I am on vacation this week in the Minnesota north woods. My parents have had a place on a lake since I was 3 (early 1960’s) and I’ve been spending time here ever since. When I was young (i.e. until I left the state for graduate school) bald eagles and loons were unheard of on the lake (about due west of Duluth), although I did see loons further north in or near the Boundary Waters. Today loons are ubiquitous here (apparently an indication of improved water quality) and there are frequent eagle sightings. I was out on the lake this week and an eagle flew to a tree nearby looking for prey. The great outdoors really is great!

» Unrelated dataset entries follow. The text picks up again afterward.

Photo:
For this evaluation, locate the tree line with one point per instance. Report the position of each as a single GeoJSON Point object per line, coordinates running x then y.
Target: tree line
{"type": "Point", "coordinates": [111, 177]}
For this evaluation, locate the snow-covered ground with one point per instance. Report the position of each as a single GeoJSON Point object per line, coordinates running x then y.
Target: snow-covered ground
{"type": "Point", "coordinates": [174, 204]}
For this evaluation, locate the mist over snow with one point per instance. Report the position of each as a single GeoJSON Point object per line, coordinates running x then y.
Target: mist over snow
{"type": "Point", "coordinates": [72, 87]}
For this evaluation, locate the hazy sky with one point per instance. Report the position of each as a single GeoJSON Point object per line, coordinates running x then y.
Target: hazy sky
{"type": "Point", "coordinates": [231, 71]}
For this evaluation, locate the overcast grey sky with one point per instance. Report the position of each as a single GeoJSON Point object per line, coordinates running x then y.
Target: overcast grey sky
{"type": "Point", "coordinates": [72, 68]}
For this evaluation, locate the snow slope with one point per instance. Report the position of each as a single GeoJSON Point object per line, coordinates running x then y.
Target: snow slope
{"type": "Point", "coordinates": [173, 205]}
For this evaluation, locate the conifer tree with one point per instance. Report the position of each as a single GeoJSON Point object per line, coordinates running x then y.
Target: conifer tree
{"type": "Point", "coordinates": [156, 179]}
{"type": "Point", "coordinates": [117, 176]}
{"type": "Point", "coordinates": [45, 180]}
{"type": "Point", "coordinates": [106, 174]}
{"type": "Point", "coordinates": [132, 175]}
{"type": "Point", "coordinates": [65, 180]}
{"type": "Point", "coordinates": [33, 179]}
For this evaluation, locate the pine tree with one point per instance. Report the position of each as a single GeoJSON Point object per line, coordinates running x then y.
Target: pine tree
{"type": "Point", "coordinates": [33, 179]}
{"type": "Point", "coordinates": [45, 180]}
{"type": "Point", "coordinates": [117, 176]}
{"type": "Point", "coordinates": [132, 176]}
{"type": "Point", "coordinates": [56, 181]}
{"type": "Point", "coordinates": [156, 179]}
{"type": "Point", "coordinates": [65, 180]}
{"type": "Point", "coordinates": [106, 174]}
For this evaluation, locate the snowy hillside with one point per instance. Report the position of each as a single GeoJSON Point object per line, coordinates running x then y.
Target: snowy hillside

Douglas and Jonathon Moo have a new book and DVD set exploring Creation Care: A Biblical Theology of the Natural World. The video lectures are fascinating and well done, I watched the first 12 of 14 episodes on our drive to Minnesota for vacation. Unfortunately a warning should be present in large print wherever it is sold. I purchased the DVD hoping to use it for an adult education class at church next year (at full price from Amazon rather than the cheaper price now advertised at Zondervan). Unlike many DVD’s sold by Zondervan, public use in a church is explicitly prohibited for Creation Care – although I had no intimation of this when it was purchased and only realized it because I usually do read the fine print. It turns out that these lectures are part of Zondervan Academic’s online or self-paced study courses and are for individual use only. This is unfortunate because we need to good resources to explore the topic in our churches and this set would be a great option. Suggestions anyone?

Now to the book and videos. The book is titled “Creation Care” rather than “Nurture of Nature” or “Upkeep of Environment” for a reason. Using the word creation rather than nature or environment keeps the focus on theology rather than anthropology, on God rather than on humans (or plants and animals). The word nature “is sometimes used to refer to a semi-deified “mother nature,” with any idea of a personal God left to the side. … On the other hand, “nature” is often thought of in a purely mechanistic way, as something separate from God and open to manipulation at human whim. Both of these views depart rather significantly from the biblical view of the world as God’s creation.” (p. 25)

Environmentalism and environmentalist can conjure up images of radical movements and political positions. Daek green “religion” that view a world without human participation as very good. But Doug and Jonathan suggest that this is only a minor concern. “The biggest downside for the word is that it tends to make human beings the focus of attention.” (p. 25) While the earth is a good environment for humans it is also valuable in its own right.

Our cosmos is not merely the accidental by-product of chemical and physical processes. It is something our God called into being, something he created for a purpose, which is nothing less than to bring glory to the One who created it. Speaking of “creation care” – rather than for example environmentalism or “nurture of nature” – rightly anchors our topic in a Christian worldview, appropriately privileging theo – logy over anthro-pology. (p. 26)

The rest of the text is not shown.